Onehouse Automates Vector Embedding for Its Data Lakehouse

The solution's vector embeddings generator relies on Change Data Capture to move data and vectors from sources to targets.
Aug 22nd, 2024 10:30am by
Featued image for: Onehouse Automates Vector Embedding for Its Data Lakehouse

Onehouse, which offers a data lakehouse solution with a managed ETL cloud service, has added support for automating pipelines to generate vector embeddings. These capabilities enable users to pipeline Onehouse data to either OpenAI or Voyage AI and store the returned embeddings in the lakehouse.

Although the vendor refers to this functionality as a vector embeddings generator, the aforementioned embedding model frameworks embed the content with their models. In the future, Onehouse plans to expand its selection of resources, and supported models, for creating embeddings.

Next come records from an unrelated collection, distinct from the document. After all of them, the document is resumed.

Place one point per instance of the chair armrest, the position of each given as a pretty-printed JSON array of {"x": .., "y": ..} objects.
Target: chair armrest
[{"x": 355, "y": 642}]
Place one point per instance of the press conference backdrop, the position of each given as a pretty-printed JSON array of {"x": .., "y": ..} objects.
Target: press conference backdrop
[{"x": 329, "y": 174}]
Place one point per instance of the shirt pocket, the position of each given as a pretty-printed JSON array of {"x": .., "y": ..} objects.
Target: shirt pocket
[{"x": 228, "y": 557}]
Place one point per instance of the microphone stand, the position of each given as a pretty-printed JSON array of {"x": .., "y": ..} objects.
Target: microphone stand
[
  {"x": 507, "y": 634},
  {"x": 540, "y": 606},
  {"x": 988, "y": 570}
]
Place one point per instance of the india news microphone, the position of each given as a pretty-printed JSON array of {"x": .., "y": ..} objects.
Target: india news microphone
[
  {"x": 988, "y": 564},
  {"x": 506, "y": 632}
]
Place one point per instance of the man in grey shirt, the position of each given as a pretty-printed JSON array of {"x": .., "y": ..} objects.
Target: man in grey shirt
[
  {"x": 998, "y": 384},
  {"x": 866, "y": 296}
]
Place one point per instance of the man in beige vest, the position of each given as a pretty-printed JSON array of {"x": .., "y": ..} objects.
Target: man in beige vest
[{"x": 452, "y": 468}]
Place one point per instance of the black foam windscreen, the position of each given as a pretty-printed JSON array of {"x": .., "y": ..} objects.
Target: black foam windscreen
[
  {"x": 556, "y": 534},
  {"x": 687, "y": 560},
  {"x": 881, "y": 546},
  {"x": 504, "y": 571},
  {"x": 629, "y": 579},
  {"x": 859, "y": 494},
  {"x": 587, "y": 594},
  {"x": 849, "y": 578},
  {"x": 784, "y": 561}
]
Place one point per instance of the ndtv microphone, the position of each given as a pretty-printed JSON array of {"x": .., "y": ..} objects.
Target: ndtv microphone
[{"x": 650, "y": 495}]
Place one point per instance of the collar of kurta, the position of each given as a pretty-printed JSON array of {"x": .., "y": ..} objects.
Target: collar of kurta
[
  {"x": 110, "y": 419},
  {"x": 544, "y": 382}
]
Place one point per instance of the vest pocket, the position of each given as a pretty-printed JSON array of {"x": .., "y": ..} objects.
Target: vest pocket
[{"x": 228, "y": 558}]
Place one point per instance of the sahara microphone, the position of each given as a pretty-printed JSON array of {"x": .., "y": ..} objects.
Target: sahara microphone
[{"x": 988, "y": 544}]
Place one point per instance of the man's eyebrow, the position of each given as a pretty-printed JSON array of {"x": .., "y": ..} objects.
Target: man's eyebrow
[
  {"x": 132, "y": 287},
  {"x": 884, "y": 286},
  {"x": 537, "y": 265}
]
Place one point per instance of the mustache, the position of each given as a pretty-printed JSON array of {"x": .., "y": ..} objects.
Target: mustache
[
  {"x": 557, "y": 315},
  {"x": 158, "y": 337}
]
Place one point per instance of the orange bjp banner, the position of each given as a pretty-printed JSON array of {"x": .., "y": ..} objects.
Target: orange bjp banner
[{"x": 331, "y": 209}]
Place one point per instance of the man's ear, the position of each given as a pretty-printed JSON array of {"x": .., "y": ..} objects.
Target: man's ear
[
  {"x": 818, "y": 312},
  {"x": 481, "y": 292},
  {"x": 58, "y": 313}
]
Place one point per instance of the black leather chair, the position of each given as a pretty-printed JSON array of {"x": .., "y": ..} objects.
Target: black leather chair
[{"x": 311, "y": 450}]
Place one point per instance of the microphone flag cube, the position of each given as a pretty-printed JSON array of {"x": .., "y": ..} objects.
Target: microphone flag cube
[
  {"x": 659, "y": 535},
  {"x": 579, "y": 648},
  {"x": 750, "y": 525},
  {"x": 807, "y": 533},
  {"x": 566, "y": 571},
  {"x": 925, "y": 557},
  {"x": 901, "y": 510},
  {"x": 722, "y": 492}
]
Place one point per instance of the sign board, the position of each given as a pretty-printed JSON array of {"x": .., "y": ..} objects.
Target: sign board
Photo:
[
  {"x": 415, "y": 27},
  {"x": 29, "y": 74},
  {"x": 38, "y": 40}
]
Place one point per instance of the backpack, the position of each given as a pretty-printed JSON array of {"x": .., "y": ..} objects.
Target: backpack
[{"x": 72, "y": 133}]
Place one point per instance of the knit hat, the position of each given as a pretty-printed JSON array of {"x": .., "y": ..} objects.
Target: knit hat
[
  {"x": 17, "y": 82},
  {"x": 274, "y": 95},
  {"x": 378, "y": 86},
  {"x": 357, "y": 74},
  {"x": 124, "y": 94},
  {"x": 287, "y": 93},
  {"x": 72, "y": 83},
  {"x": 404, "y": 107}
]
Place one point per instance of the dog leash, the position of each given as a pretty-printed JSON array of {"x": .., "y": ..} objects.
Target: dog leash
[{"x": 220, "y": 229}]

The data lakehouse’s vector embeddings generator is an alternative to the traditional Retrieval Augmented Generation (RAG) architecture in which users create a prompt, augment it with data contained in a vector database or other sources, and then send it to a language model for a response.

“If you look at this architecture as companies try to go to production, if you were at the AI Summit, you famously heard how 85% of these use cases are not yet in production,” commented Onehouse CEO Vinoth Chandar.

Onehouse’s vector embeddings generator is designed to account for the data management rigors that may otherwise become prohibitive for GenAI initiatives. By supporting open data formats on inexpensive cloud storage, the data lakehouse supplies a number of data management constructs that can scale, and reduce the costs, of working with vector embeddings.

“With vector databases, you see cost grows with the amount of embeddings that you store,” Chandar explained. “Having a lakehouse layer as a scalable storage layer built on open data formats and scalable, ubiquitous cloud storage, is a good option for these embeddings.”

Moreover, the platform’s Change Data Capture (CDC) approach to pipelining data enables users to quickly transmit data where it needs to go: from sources, to the lakehouse, to embedding models and back, and to downstream vector databases.

Pipeline Efficiency

The vector embeddings generator complements, rather than replaces, contemporary reliance on vector databases. It allows organizations to carefully cull which data, out of all their data assets, is utilized for generative model applications.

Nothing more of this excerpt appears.